タバコはミュニケーションのツールであった。
この時代、男のタバコはハイライトが主流となり、水商売の女性の定番はショートホープであった。ショートと言うとおり、ハイライトより長さが短く、ピースや富士よりも軽かった。普通の長さのホープも、あることはあったが、ショートこそ女性にふさわしい。そして必ず一度に二箱購入する。
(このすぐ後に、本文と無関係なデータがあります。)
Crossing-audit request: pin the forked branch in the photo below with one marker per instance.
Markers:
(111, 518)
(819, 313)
客は席に着くとまず、タバコをくわえる。すると、接客の女性がマッチをすって、タイミングよく、タバコの先端に火を近づける。ところが、慣れていない女性は、炎が鎮まらないうちに近づけるから、こちらの目を直撃することになる。それではたまらないので、顔を引きながら、タバコの先端を炎に近づけて吸ったりする。着ける側が不格好なら、着けてもらうほうも不格好になりかねない。
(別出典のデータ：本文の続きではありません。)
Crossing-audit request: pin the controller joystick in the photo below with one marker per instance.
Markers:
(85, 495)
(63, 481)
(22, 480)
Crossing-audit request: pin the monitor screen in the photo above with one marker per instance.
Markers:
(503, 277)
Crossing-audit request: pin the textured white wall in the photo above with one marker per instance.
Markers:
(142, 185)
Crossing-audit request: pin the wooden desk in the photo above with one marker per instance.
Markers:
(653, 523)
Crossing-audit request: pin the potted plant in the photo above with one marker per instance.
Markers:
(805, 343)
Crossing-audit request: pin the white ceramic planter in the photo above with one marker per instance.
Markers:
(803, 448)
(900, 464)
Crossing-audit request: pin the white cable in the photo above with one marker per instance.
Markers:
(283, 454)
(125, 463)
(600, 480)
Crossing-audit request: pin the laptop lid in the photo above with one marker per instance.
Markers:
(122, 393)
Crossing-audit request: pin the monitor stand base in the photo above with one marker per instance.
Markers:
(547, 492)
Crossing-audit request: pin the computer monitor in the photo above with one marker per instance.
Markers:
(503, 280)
一、 二度行くと、店の女性は客の好みの銘柄を覚えていて、その銘柄のタバコを同時に一、二本口にくわえて火を付け、一本を客の口にくわえさせ、もう一本を自分がくわえる。黙ってそういうことをするが、相手を惹きつけるテクニックの一つなのだろう。実際、そうされるとたいていの男が気分よくなるし、中にはいっぺんにその女性が好きになり、通い詰めるおめでたいカモの男もいた。
また、男がくわえているタバコを何も言わずに勝手に取って、一口吸ってから、男の口にもどす。すまして、そういうことをする女性もいたが、これも相手に親近感を抱かせるテクニックだったのだろう。
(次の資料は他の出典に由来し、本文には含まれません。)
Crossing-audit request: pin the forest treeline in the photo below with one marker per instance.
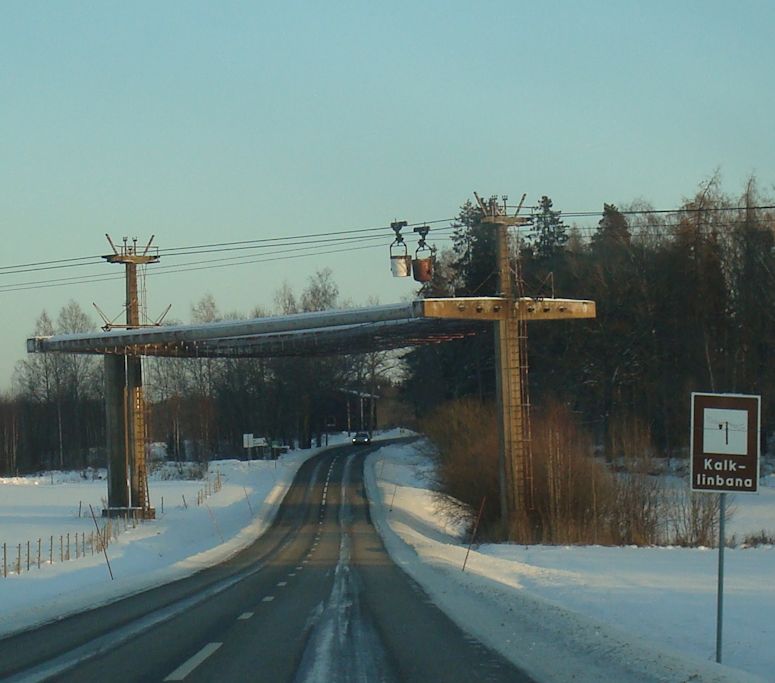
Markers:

昭和四十年前半はまだ使い捨てライターは開発されておらず、マッチが普通だった。もちろん、ライターはあり、水商売の女性は輸入の高級品を所有しているのはめずらしくなかっただろうが、客に対して使うことはあまりなかった。
中には、女性の気を引くためだろうが、タバコの煙をわざと女性の頭に吹きかける男もいた。女性は、「やめてよ、においが付くから洗わなきゃいけないじゃない」といやがるが、男のほうはへらへら笑って平気の平左。
また、すったマッチの火が飛び散ることはめずらしくなく、その火が女性のストッキングに穴を開けることがある。女性は、「あーぁ」とため息をつくが、男は別に悪びれてもない。まったく互いに鷹揚だった。そんな時代が、年をとった今、妙に懐かしい。
文:東/茂由 ライター
1949年、山口県生まれ。早稲田大学教育学部卒。現代医学から東洋医学まで幅広い知識と情報力で医療の諸相を追求し、医療・健康誌、ビジネス誌などで精力的に取材・執筆。心と体、ライフスタイルや環境を含めて、健康と生き方をトータルバランスで多面的に捉えるその視点に注目が集まる。